Chengyi Nie,Rodrigo Fonseca,Zhenhua Liu
DOI: https://doi.org/10.48550/arXiv.2405.06856
2024-05-11
Abstract:The demand for large language model (LLM) inference is gradually dominating the artificial intelligence workloads. Therefore, there is an urgent need for cost-efficient inference serving. Existing work focuses on single-worker optimization and lacks consideration of cluster-level management for both inference queries and computing resources. However, placing requests and managing resources without considering the query features easily causes SLO violations or resource underutilization. Providers are forced to allocate extra computing resources to guarantee user experience, leading to additional serving costs. In this paper we introduce Aladdin, a scheduler that co-adaptively places queries and scales computing resources with SLO awareness. For a stream of inference queries, Aladdin first predicts minimal computing resources and the corresponding serving workers' configuration required to fulfill the SLOs for all queries. Then, it places the queries to each serving worker according to the prefill and decode latency models of batched LLM inference to maximize each worker's utilization. Results show that Aladdin reduces the serving cost of a single model by up to 71% for the same SLO level compared with the baselines, which can be millions of dollars per year.
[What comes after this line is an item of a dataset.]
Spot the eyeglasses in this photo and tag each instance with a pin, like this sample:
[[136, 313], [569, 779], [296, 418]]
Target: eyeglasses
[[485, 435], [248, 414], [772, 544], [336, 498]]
Distributed, Parallel, and Cluster Computing
What problem does this paper attempt to address?
The problem that this paper attempts to solve is the cost - effectiveness optimization of large - language - model (LLM) inference services. Specifically, existing work mainly focuses on the optimization of a single worker node and lacks management and optimization at the entire cluster level. This leads to easy violations of service - level objectives (SLOs) or insufficient resource utilization when handling inference requests and service resources without considering query characteristics. This forces service providers to allocate additional computing resources to ensure the user experience, thereby increasing the service cost. The paper proposes a new scheduler - Aladdin, which can jointly and adaptively place queries and adjust computing resources while taking SLOs into account. For a series of inference queries, Aladdin first predicts the minimum computing resources required to meet the SLOs of all queries and their corresponding service - worker - node configurations. Then, according to the pre - filling and decoding latency models of batch LLM inference, the queries are assigned to each service - worker - node to maximize the utilization rate of each worker node. Experimental results show that, compared with the baseline, Aladdin can reduce the service cost of a single model by up to 71%, which is equivalent to saving millions of dollars per year. In summary, this paper aims to solve the problems of high cost, insufficient resource utilization, and difficulty in meeting SLOs in existing LLM inference services by introducing a new scheduling mechanism.